Should we add a selftest to make sure this problem doesn't come back?

>   On ppc64le, we have a similar issue:
> 
>   module_64: livepatch_nfsd: Expected nop after call, got e8410018 at e_show+0x60/0x548 [livepatch_nfsd]
>   livepatch: failed to initialize patch 'livepatch_nfsd' for module 'nfsd' (-8)
>   livepatch: patch 'livepatch_nfsd' failed for module 'nfsd', refusing to load module 'nfsd'

Just to clarify my previous comment, the reference to the powerpc issue
should be removed because it'll be fixed in a separate patch.

> He also proposed three different solutions. We could remove the error
> check in apply_relocate_add() introduced by commit eda9cec4c9a1
> ("x86/module: Detect and skip invalid relocations"). However the check
> is useful for detecting corrupted modules.
> 
> We could also deny the patched modules to be removed. If it proved to be
> a major drawback for users, we could still implement a different
> approach. The solution would also complicate the existing code a lot.
> 
> We thus decided to reverse the relocation patching (clear all relocation
> targets on x86_64). The solution is not
> universal and is too much arch-specific, but it may prove to be simpler
> in the end.
> 
> Signed-off-by: Miroslav Benes <mbenes@xxxxxxx>
> Signed-off-by: Song Liu <song@xxxxxxxxxx>
> Acked-by: Miroslav Benes <mbenes@xxxxxxx>
> Co-developed-by: Song Liu <song@xxxxxxxxxx>
> Reported-by: Josh Poimboeuf <jpoimboe@xxxxxxxxxx>

According to submitting-patches.rst the Co-developed-by is supposed to
be immediately before your Signed-off-by.

Also, other than the commit log, this patch is almost completely
unrecognizable compared to Miroslav's original patch.  Does it still
make sense for him to be listed as the author?
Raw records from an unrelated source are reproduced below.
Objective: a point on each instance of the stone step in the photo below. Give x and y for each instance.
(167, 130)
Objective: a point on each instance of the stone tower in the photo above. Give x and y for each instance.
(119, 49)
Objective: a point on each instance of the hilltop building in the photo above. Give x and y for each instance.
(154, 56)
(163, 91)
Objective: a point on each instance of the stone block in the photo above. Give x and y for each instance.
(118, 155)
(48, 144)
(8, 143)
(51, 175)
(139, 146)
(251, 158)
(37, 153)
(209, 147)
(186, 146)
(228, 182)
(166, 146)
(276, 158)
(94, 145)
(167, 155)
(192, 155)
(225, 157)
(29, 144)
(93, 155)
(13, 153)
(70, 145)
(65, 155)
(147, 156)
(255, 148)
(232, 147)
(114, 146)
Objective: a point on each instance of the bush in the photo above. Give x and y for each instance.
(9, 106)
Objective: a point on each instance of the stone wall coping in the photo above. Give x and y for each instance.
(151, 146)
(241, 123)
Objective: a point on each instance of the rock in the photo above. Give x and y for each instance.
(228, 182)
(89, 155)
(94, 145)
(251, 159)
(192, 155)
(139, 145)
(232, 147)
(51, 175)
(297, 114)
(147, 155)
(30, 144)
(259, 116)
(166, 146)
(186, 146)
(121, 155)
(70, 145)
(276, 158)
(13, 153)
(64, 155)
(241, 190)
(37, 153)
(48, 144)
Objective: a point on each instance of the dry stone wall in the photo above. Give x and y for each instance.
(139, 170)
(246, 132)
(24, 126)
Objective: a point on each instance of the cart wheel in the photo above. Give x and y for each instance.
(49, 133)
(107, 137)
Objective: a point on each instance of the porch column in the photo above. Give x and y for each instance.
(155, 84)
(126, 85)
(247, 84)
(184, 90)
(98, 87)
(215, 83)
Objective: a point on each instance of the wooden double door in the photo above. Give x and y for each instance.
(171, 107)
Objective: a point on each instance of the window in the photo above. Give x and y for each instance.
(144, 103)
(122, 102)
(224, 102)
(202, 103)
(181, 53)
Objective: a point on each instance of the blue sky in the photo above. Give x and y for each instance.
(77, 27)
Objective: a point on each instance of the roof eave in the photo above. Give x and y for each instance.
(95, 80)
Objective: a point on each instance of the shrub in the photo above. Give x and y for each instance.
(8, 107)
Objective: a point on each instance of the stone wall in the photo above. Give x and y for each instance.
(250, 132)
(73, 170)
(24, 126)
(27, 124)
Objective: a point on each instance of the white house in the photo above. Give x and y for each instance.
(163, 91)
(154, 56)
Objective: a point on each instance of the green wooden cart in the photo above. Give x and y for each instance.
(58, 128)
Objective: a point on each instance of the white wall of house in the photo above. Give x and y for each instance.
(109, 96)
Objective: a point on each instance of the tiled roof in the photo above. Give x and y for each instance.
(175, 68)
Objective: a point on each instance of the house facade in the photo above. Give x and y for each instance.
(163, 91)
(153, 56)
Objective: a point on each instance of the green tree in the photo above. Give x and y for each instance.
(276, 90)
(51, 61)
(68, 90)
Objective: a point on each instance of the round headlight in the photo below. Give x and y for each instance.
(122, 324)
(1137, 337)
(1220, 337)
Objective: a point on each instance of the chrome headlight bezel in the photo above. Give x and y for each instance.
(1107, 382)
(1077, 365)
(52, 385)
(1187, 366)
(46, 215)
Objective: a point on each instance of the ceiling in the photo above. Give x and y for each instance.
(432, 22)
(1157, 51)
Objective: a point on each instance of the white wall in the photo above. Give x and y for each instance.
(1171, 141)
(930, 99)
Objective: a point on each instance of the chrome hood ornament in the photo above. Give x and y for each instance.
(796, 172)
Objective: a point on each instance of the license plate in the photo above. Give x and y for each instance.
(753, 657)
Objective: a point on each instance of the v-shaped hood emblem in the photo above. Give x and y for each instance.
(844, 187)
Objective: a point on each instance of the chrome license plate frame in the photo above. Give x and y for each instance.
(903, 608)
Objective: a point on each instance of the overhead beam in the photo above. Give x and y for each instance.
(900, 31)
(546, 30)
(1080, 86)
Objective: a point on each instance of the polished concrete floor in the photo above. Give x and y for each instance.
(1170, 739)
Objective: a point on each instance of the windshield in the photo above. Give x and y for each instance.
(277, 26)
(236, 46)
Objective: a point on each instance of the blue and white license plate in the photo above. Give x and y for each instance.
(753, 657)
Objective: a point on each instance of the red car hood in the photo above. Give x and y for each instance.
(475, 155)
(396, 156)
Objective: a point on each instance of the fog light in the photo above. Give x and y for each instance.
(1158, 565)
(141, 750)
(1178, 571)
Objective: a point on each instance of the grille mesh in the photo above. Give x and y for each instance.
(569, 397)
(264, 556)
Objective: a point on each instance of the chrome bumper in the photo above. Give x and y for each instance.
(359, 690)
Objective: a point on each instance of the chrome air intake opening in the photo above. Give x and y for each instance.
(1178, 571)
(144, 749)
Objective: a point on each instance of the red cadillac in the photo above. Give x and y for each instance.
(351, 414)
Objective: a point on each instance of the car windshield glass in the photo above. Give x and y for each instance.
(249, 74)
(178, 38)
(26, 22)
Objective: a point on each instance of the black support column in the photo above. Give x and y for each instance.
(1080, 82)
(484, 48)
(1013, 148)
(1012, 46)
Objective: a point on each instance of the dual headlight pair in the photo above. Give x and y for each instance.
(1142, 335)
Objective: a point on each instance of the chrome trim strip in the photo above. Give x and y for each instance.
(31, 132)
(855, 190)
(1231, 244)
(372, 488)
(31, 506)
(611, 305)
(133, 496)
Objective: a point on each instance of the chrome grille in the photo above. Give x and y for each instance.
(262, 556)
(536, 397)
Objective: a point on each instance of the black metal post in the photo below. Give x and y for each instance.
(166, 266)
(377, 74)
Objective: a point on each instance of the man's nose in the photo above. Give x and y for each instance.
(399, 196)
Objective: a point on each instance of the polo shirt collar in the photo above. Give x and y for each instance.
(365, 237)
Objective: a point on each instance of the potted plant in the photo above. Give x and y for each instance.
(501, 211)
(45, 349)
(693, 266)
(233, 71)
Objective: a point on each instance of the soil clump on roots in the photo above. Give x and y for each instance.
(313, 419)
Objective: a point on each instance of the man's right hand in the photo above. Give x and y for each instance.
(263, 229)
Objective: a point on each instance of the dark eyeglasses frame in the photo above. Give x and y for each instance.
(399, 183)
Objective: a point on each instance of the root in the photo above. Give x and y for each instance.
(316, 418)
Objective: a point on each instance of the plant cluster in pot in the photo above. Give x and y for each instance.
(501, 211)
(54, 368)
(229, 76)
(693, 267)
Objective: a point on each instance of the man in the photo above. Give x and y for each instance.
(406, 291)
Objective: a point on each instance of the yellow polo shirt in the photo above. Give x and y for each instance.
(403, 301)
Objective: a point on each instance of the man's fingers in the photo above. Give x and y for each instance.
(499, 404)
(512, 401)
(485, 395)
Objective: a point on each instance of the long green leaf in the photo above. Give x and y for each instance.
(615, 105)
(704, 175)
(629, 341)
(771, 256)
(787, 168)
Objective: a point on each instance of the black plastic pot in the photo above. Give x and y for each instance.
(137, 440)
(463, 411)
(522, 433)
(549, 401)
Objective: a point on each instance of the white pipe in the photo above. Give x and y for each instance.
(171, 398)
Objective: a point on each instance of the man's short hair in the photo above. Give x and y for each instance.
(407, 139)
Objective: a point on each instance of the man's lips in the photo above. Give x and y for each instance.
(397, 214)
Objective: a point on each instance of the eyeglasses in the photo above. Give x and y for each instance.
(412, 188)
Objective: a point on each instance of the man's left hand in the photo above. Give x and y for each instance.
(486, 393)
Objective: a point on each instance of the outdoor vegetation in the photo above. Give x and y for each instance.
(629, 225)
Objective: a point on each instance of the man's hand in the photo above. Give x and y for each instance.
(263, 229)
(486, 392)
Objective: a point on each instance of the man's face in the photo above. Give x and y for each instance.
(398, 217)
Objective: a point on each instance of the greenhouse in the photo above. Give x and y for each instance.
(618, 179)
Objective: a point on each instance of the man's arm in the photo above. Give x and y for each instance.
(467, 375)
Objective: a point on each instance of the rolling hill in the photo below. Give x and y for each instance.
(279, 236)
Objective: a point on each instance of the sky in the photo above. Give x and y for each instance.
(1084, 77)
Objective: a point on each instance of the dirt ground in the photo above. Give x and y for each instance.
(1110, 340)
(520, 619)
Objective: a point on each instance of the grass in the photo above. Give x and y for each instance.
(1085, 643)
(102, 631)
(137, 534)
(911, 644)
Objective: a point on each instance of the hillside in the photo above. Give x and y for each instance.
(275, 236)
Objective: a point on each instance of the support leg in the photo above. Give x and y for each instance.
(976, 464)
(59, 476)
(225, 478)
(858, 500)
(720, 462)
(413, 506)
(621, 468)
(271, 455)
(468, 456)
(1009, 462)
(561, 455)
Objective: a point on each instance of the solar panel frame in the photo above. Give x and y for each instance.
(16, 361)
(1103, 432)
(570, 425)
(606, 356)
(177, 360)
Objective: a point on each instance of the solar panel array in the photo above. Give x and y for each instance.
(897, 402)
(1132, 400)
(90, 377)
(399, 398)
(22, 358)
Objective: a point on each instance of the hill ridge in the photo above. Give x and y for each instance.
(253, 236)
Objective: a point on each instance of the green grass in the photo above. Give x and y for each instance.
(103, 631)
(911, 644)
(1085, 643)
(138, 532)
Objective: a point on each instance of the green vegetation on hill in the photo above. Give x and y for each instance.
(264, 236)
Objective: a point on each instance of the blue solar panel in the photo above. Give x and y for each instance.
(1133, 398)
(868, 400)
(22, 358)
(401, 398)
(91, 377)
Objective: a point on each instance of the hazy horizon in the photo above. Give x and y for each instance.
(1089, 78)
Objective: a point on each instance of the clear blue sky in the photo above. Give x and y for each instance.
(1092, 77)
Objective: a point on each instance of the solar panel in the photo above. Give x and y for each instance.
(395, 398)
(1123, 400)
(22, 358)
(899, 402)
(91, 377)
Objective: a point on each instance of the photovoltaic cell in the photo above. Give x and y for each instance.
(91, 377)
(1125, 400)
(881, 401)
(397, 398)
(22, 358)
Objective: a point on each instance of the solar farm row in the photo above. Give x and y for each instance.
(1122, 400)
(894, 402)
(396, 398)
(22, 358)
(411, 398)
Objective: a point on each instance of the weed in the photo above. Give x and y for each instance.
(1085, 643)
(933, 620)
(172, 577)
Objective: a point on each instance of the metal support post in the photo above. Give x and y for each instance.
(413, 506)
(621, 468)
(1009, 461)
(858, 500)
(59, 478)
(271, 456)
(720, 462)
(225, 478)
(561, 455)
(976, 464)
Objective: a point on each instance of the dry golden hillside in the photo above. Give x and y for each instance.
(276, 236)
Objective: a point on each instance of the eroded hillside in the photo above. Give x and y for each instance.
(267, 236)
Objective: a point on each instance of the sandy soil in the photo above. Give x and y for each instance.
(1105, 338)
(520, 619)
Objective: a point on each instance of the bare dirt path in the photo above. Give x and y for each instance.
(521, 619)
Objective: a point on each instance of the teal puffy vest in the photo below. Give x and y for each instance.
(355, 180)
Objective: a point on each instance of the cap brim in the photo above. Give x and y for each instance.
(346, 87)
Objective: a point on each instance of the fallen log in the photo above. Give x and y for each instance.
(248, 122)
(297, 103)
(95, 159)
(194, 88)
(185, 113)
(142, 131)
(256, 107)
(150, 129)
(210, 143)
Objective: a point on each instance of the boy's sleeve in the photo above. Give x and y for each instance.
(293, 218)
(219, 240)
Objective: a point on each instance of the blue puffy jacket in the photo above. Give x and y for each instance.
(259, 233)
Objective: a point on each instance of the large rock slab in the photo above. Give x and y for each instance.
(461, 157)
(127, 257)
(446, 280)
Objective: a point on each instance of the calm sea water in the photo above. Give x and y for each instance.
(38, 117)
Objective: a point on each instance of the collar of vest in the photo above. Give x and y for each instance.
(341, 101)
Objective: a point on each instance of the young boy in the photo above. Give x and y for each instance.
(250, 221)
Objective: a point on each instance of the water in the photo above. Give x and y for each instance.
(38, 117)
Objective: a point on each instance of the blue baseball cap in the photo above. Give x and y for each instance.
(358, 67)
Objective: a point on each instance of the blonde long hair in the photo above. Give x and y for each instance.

In the -tip tree they sometimes use an Originally-by tag, which might be
relevant here.

> -static int __apply_relocate_add(Elf64_Shdr *sechdrs,
> +static int __write_relocate_add(Elf64_Shdr *sechdrs,
>  		   const char *strtab,
>  		   unsigned int symindex,
>  		   unsigned int relsec,
>  		   struct module *me,
> -		   void *(*write)(void *dest, const void *src, size_t len))
> +		   void *(*write)(void *dest, const void *src, size_t len),
> +		   bool apply)
>  {
>  	unsigned int i;
>  	Elf64_Rela *rel = (void *)sechdrs[relsec].sh_addr;
>  	Elf64_Sym *sym;
>  	void *loc;
>  	u64 val;
> +	u64 zero = 0ULL;
>  
> -	DEBUGP("Applying relocate section %u to %u\n",
> +	DEBUGP("%s relocate section %u to %u\n",
> +	       (apply) ? "Applying" : "Clearing",

"(apply)" has unnecessary parentheses.

>  	       relsec, sechdrs[relsec].sh_info);
>  	for (i = 0; i < sechdrs[relsec].sh_size / sizeof(*rel); i++) {
> +		int write_size = 4;

We already know we're writing, I suggest just calling it 'size' to be
more consistent with kernel style.

Also, it can be an unsigned value like size_t.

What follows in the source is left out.